Though Fuller worked hard his first few years out of school to pay down his school debt, and then had his loan frozen for much of the pandemic, he’s concerned that restarting payments on top of monthly living costs could put him over the edge.
“I think things will get really tight in the winter because my utility bills are higher,” Fuller told ABC News. “I mean for January and February — the highs are zero and the lows are -20 [degrees] for almost two months.”
The frozen temperatures might sting a little bit less if Biden forgives $10,000 of Fuller’s remaining student loan bills, he said.
“It’s about two-thirds of the debt that I have left,” he said.
That would make payments “a lot more affordable and a lot more manageable in my situation,” he said.
Easing the student debt crisis — which is also how Trump Education Secretary Betsy DeVos described the issue in 2018 — could also aid a crippling teacher shortage that has caused thousands of staff vacancies at the start of the latest school year, something Fuller has seen himself.
Pinched salaries and rising inflation have had many teachers on edge with the loan forgiveness deadline approaching.
And because Black students are among the fastest growing group of people taking on debt, advocates have argued that canceling some student loans would begin to address racial inequities.
Shareefah Mason, the dean of Educator Certification at Dallas College, feels this impact firsthand as a Black woman with student debt.

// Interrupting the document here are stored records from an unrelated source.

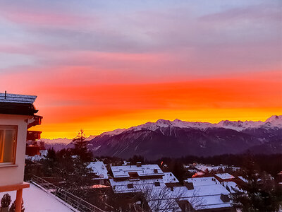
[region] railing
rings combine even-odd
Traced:
[[[86,201],[73,195],[73,194],[60,188],[54,184],[46,181],[45,179],[35,175],[32,175],[32,182],[35,182],[43,187],[48,192],[55,195],[73,208],[80,212],[105,212]]]

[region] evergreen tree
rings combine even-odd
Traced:
[[[56,177],[58,172],[59,160],[54,149],[49,148],[47,154],[44,156],[42,163],[43,164],[43,169],[45,170],[46,177]]]
[[[83,130],[73,139],[74,148],[66,151],[63,156],[66,162],[66,181],[68,190],[83,197],[85,189],[91,184],[91,171],[89,164],[93,160],[92,153],[87,148]]]
[[[22,199],[22,207],[21,207],[21,212],[25,212],[25,207],[23,206],[23,200]],[[8,212],[15,212],[16,211],[16,200],[13,202],[11,205],[11,208],[9,208]]]

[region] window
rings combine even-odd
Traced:
[[[14,163],[17,126],[0,125],[0,165]]]

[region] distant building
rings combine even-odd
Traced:
[[[17,191],[16,212],[20,211],[27,135],[33,139],[40,134],[27,131],[41,124],[42,117],[33,105],[36,96],[0,93],[0,192]]]
[[[93,181],[97,184],[106,184],[109,179],[108,170],[102,161],[91,162],[88,167],[92,170]]]
[[[134,178],[161,179],[164,175],[157,164],[142,165],[137,162],[137,165],[112,166],[111,169],[116,181]]]
[[[189,178],[185,182],[185,187],[174,189],[182,195],[179,204],[183,211],[235,211],[230,192],[216,178]]]
[[[233,181],[235,177],[229,173],[221,173],[214,175],[214,177],[219,182]]]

She leads the apprenticeship component of a program that pairs students with residency partners to ensure they earn while they learn, effectively reducing education debt for aspiring teachers.
“I bear the weight of $70,000 in student loans,” Mason told ABC News. “The data shows that student loan debt exponentially impacts and disproportionately impacts Black women.”
The average amount of student debt accrued by Black women is more than any other group at $38,800, according to Education Trust, a nonprofit focused on education reform.
But Mason’s program, the very first full-time paid teacher apprenticeship in the state of Texas, allows students to earn one of the cheapest bachelor’s degrees in the state, Mason said.
The goal, she said, is to aid future educators in breaking the generational barriers that she has faced as a Black woman.
Mason said “they will not have to worry about student loan debt,” which could open more doors for minority communities that have historically lacked the means to access higher education. “My students will be able to earn, as a first year teacher in the city of Dallas, upwards of $60,000,” Mason said.
For the nation’s borrowers most affected, Mason said, “there needs to be a space created for them to make enough money to pay their student loans without having to sacrifice their ability to create generational wealth for their families.”